Pillay’s comments came as Thailand’s prime minister, Abhisit Vejajjiva, faced growing questions over his response to the opposition “red shirt” street protests.
A military operation in May to end more than two months of protests left 88 people dead, almost all of them civilians.
The red shirts had been campaigning for Abhisit to resign, saying his government was undemocratic because it came to power in 2008 with army backing after a court ruling threw out the previous administration.
While the protests themselves have ended for the time being, analysts say the issues behind them remain unaddressed, fuelling resentments and driving a damaging a wedge into Thai society.

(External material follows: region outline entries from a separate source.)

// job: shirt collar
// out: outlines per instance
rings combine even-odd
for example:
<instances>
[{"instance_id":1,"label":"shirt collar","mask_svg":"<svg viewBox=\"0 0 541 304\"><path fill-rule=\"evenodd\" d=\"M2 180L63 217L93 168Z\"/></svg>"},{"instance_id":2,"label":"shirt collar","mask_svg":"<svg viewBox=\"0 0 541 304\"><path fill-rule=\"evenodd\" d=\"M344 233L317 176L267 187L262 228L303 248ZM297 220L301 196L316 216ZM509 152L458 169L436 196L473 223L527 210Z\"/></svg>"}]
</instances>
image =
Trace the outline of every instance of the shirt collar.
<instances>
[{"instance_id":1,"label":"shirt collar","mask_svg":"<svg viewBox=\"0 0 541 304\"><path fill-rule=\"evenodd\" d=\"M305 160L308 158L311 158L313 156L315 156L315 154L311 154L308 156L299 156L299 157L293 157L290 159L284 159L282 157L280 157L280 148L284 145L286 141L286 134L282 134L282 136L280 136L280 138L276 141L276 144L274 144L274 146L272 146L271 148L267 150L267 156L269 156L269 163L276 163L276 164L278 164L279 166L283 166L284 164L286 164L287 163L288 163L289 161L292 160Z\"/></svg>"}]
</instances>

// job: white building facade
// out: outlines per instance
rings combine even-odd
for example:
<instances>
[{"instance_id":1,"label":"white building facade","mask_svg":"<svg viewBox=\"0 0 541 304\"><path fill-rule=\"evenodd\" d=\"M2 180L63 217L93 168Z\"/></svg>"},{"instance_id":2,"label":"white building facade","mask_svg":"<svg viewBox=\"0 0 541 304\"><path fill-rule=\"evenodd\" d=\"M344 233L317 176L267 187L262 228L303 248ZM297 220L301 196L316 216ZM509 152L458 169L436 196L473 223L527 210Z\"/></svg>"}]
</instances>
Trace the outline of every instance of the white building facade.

Thai opposition politicians have accused Abhisit of human rights abuses by ordering the crackdown and parliament has begun debating a no-confidence motion against his government.
Responding to Pillay’s call on Monday, Thailand’s ambassador in Geneva told the Human Rights Council that an independent commission was being set up “to look into all the incidents that took place during the protests”.
“The Thai government deeply regrets the loss of lives and injuries that occurred, and is committed to bringing those responsible to account so as to provide justice to those affected by these tragic incidents,” Sihasak Phuangketkeow added.
He said that the use of force to end the protests had been a “last resort” and was in line with international standards.
Sihasak said the Thai government was “open to scrutiny” over its handling of the protests was ready to be subject to legal process.
“The government does not seek to evade any responsibility,” he said.